Here's the relevant quote about the name–the chapter starts with a description of the town of Tilling, which is based on Rye, where Benson lived in Henry James's house (as a subsequent owner, not a room-mate):
"Tourists who had no pictorial gifts would pick their way among the sketchers, and search the shops for cracked china and bits of brass. Few if any of them left without purchasing one of the famous Tilling money-boxes, made in the shape of a pottery pig, who bore on his back that remarkable legend of his authenticity which ran:
"I won't be druv,
Though I am willing,
Good morning, my love,
Said the Pig of Tilling."
Miss Mapp had a long shelf full of these in every colour to adorn her dining-room. The one which completed her collection, of a pleasant magenta colour, had only just been acquired. She called them "My sweet rainbow of piggies," and often when she came down to breakfast, especially if Withers was in the room, she said: "Good morning, quaint little piggies." When Withers had left the room she counted them."
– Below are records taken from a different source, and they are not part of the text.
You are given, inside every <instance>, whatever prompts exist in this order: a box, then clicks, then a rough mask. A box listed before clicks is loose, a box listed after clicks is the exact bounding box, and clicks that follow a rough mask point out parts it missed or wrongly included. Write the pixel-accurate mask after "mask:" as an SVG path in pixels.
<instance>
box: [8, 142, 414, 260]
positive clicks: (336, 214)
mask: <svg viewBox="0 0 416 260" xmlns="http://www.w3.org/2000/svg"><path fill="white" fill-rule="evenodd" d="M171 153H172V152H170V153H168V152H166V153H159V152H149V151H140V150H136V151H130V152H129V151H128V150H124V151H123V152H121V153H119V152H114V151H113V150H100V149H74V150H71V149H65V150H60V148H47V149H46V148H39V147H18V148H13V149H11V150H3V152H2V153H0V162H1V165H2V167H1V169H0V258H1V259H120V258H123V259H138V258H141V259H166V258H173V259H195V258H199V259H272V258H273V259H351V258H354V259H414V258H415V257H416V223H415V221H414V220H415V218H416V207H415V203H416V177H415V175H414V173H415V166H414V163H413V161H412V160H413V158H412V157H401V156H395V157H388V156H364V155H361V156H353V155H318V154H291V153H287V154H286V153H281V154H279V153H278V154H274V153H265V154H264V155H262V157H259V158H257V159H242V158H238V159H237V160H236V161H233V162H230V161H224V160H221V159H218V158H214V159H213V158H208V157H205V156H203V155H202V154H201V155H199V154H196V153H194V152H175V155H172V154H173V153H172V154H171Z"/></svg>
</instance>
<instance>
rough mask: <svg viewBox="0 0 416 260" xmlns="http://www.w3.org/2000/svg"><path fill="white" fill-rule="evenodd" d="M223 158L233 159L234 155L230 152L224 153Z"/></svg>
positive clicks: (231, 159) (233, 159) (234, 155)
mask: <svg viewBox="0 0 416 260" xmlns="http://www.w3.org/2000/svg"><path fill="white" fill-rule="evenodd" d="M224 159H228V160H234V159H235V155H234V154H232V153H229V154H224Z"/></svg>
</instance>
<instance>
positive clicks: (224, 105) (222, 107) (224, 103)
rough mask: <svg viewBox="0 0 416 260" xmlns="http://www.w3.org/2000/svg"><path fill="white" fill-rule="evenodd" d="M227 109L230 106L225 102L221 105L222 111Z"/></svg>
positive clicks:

It's Peg because I won't be a quaint little piggy, even on the internet. When I see people around me judging the moss on the bark on the trees instead of seeing the forest, I see parallels in the Lucia books.
Tom was one of the people who trained me to work in reference. He would have me and other friends over for tea, and he also introduced us to sherry, Stephen Sondheim, and taught me how to make trifle–that's a lot of things I still keep in my mental trousseau. He was a very upbeat person, and I want to pass on the good things he taught me, so here's the trifle recipe:
–break up pound cake in the bottom of a large bowl
–drizzle with sherry
–add blobs of jelly
–cover with pudding: cooked pudding, still hot, so it soaks into the cake
–add a layer of fruit
–top with whipped cream, real whipped cream
He would also talk about Twinkie Trifle as sort of a nightmare scenario–fruit cocktail was involved, and Cool Whip. In his apartment he had metal shelves like you'd find in restaurant kitchens full of opera on vinyl–I wonder if he ever went to CDs?